Cove D H, Woods K L, Smith S C, Burnett D, Leonard J, Grieve R J, Howell A
Br J Cancer. 1979 Nov;40(5):710-8. doi: 10.1038/bjc.1979.251.
The clinical usefulness of 8 potential tumour markers has been evaluated in 69 patients with Stage I and II breast cancer and 57 patients with Stage III and IV. Serum CEA concentrations were raised in 13% of patients with local and 65% of those with advanced breast cancer. In patients with clinical evidence of progression or regression of tumour, serum CEA levels changed appropriately in 83% of cases. Taking 4 of the markers (carcinoembryonic antigen (CEA), lactalbumin, alpha subunit and haptoglobin) serum concentrations of one or more were raised in 33% of patients with local disease and 81% of those with advanced breast cancer. However, marker concentrations were often only marginally raised, and are unlikely to provide sensitive guide to tumour burden. CEA, lactalbumin and alpha subunit were detectable in 68%, 43% and 40% respectively of extracts of primary breast cancers.

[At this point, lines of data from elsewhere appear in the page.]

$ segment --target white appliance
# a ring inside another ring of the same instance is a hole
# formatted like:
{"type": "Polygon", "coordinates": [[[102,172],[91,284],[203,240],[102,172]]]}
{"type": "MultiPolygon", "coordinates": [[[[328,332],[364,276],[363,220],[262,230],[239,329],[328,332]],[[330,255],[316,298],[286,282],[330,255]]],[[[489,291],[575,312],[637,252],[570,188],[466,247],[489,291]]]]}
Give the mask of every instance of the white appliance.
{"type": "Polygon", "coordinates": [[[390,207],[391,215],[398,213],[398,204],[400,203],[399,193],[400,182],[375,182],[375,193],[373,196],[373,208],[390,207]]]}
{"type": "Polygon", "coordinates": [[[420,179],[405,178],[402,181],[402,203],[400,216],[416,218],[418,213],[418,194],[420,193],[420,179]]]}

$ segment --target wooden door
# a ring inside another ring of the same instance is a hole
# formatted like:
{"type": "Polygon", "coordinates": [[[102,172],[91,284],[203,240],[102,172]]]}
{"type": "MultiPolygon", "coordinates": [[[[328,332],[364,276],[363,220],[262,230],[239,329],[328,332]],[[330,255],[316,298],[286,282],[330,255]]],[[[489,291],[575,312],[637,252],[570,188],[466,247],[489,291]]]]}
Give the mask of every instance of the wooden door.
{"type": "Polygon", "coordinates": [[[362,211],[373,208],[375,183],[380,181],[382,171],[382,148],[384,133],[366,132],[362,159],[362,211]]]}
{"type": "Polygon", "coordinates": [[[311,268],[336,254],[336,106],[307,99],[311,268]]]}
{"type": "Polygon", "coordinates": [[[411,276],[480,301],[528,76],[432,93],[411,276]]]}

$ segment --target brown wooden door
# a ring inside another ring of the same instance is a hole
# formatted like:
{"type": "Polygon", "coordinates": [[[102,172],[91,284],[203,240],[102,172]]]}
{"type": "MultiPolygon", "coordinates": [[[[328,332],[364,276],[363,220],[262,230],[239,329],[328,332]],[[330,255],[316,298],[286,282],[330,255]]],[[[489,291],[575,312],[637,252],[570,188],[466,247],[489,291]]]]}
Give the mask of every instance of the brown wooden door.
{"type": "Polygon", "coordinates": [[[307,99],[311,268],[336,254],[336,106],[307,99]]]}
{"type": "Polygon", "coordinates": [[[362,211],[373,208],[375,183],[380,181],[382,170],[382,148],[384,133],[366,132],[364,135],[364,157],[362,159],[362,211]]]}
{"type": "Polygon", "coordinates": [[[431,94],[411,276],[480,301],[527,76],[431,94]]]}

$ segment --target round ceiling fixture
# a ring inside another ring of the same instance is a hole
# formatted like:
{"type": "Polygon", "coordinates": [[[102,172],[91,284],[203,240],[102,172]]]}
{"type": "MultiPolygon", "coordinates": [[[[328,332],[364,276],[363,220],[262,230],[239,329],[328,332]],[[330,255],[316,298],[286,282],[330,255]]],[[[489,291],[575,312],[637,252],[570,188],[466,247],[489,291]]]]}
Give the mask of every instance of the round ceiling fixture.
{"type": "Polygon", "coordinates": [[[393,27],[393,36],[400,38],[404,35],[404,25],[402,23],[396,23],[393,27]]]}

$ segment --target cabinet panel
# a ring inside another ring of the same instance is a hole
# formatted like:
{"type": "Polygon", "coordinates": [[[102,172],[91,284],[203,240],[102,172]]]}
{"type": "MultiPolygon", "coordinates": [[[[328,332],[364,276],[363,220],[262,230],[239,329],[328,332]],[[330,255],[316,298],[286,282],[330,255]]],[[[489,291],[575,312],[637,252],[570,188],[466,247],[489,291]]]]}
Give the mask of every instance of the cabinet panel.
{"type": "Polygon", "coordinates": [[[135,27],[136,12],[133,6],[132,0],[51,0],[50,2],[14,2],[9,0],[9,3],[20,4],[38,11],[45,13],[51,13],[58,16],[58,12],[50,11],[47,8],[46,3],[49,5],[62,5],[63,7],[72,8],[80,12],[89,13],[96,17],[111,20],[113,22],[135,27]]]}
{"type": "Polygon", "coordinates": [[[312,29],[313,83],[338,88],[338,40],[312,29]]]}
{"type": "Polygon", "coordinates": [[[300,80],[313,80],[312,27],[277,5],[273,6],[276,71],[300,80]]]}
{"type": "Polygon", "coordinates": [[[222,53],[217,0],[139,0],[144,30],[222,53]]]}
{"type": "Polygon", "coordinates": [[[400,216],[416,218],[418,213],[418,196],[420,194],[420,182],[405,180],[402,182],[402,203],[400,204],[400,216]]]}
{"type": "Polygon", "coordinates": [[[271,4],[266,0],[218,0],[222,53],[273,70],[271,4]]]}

对8种潜在肿瘤标志物在69例Ⅰ期和Ⅱ期乳腺癌患者以及57例Ⅲ期和Ⅳ期患者中的临床应用价值进行了评估。局部乳腺癌患者中13%血清癌胚抗原(CEA)浓度升高,晚期乳腺癌患者中这一比例为65%。在有肿瘤进展或消退临床证据的患者中,83%的病例血清CEA水平有相应变化。采用其中4种标志物(癌胚抗原(CEA)、乳白蛋白、α亚基和触珠蛋白),局部疾病患者中33%一种或多种标志物血清浓度升高,晚期乳腺癌患者中这一比例为81%。然而,标志物浓度通常仅略有升高,不太可能为肿瘤负荷提供敏感的指导。原发性乳腺癌提取物中分别有68%、43%和40%可检测到CEA、乳白蛋白和α亚基。